Türkçeye ilk çevrilen McEwan romanı “Siyah Köpekler” 1995 yılında yayımlanmıştı. Aradan geçen yirmi yıl içerisinde bütün romanları ve hikaye kitapları türkçeleştirildi. Bu nedenle gerek biçim gerek içerik açısından sanatına yabancı değiliz. Bireyi içine düştüğü olağandışı durumlarda –keskin bir gözlem gücüyle- yakalayan, söz konusu durumun yarattığı çatışmalardan, seçenekler ve seçimler arasındaki gerilimden insana dair evrensel gerçekliğe varmaya, modern toplumun korkularını sergilemeye çalışan Ian McEwan “Çocuk Yasası”nda romancılığının karakteristiklerini bir kez daha ortaya koyuyor.

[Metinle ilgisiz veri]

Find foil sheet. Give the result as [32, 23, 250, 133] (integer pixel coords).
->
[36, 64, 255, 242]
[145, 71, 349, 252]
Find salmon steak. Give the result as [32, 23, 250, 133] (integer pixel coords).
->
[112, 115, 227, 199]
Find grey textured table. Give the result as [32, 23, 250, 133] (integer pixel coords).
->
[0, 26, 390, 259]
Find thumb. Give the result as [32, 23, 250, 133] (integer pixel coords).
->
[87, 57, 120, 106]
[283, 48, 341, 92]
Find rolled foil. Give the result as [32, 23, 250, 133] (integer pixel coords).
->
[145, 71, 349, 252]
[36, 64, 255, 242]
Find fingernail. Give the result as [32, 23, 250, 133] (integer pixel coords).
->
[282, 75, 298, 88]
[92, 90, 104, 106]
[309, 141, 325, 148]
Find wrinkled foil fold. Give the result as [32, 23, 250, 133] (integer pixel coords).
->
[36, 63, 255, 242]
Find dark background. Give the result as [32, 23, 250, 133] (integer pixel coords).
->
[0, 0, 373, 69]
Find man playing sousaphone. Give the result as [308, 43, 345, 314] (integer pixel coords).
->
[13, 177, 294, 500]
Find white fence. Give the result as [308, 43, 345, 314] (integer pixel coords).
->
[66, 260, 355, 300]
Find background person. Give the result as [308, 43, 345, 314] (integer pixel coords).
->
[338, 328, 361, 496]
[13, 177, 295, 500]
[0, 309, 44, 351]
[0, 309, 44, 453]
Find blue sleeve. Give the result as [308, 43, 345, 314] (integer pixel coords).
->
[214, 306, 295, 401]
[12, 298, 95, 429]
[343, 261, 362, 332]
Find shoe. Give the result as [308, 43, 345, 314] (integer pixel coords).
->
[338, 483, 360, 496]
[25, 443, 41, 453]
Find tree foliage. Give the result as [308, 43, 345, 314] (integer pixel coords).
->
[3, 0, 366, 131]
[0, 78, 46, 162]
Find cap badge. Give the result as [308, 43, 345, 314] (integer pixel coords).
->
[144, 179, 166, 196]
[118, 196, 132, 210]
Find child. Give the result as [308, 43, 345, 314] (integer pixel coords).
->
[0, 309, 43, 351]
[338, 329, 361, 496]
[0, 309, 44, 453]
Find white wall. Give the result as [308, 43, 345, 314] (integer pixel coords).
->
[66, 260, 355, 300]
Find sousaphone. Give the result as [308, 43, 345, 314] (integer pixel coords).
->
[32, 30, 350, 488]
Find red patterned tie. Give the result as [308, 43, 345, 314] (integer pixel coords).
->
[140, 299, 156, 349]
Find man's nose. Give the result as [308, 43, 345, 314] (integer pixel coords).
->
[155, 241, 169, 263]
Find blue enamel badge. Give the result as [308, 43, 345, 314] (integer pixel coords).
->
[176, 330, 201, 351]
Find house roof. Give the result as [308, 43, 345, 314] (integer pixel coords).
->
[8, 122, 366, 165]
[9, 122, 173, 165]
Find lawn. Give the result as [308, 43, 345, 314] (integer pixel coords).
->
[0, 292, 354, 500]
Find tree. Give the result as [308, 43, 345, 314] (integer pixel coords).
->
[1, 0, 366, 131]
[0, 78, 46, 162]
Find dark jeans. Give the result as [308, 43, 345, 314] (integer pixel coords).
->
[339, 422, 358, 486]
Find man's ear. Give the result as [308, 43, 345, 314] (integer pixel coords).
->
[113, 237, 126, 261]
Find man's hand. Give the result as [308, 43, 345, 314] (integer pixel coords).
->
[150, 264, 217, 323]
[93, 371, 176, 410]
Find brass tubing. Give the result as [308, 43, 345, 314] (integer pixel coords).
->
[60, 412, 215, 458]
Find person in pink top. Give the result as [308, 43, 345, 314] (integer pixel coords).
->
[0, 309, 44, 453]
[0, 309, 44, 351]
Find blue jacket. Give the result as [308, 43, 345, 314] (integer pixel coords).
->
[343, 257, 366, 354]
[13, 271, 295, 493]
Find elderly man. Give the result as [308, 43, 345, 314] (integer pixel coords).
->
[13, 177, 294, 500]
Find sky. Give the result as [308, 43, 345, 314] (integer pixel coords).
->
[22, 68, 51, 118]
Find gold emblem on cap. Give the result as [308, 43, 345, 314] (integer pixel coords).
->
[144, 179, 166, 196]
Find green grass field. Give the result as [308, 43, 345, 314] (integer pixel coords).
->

Londra’da yaşayan, Yüksek Divan Aile Hukuku Dairesi’nin en başarılı ve ünlü hâkimlerinden Fiona Maye ile otuz beş yıldır süren “mutlu” evliliği beklenmedik bir kriz ile sarsıldığı gün tanışıyoruz. Son bir aşk yaşamak istediğini söyleyip evden ayrılan kocasına duyduğu öfke ve yalnızlık korkusuyla hatırlıyor geçmişi. Başlangıçta aşk ve tutku dolu ilişkileri –Fiona mesleki kariyerinde adım adım yükselirken- alışkanlığa, arkadaşlığa dönüşmüş. Hep erteledikleri çocuk sahibi olma fikrinden uzaklaşmışlar. “Bir sabah saat dokuz buçukta, Kraliyet Adalet Sarayı’nda, Yüksek Adalet Divanı Başkanı’nın yönettiği yemin töreninde, peruklu iki yüz meslektaşının karşısında, üzerinde cüppesi, bağlılık ve hâkimlik yeminlerini edip hakkında yapılan esprili konuşmayı kıvançla dinlerken, oyunun bittiğini” anlamış Fiona; “tıpkı geçmişin İsa’yla evlenen kadınları gibi o da artık hukuka aittmiş”.

Ve şimdi, -kendisi gibi 59 yaşında ama kendisinden fiziksel anlamda çok daha fomda- kocasına baktıkça gördükleri hiç iç açıcı sayılmaz; “…ayak bileklerinin cilveli bir karşılık olarak kalınlaşmasına, yaz göğünde kümülüs bulutları gibi şişen kalçasına, belinin dolgunlaşıp diş etlerinin çekilmesine ne demeli? Bütün bunlar henüz paranoyak milimetreler halinde olup bitiyordu. Daha da beteri, yılların kimi kadınlara reva gördüğü özel hakaret: Dudaklarının daimi bir sitem ifadesinin peşinde aşağı doğru bükülmeye başlaması. Tahtında oturmuş, müdafaa avukatına kaşları çatık bakan peruklu bir hâkime yakıştığı söylenebilir. Ya sevgiliye?”…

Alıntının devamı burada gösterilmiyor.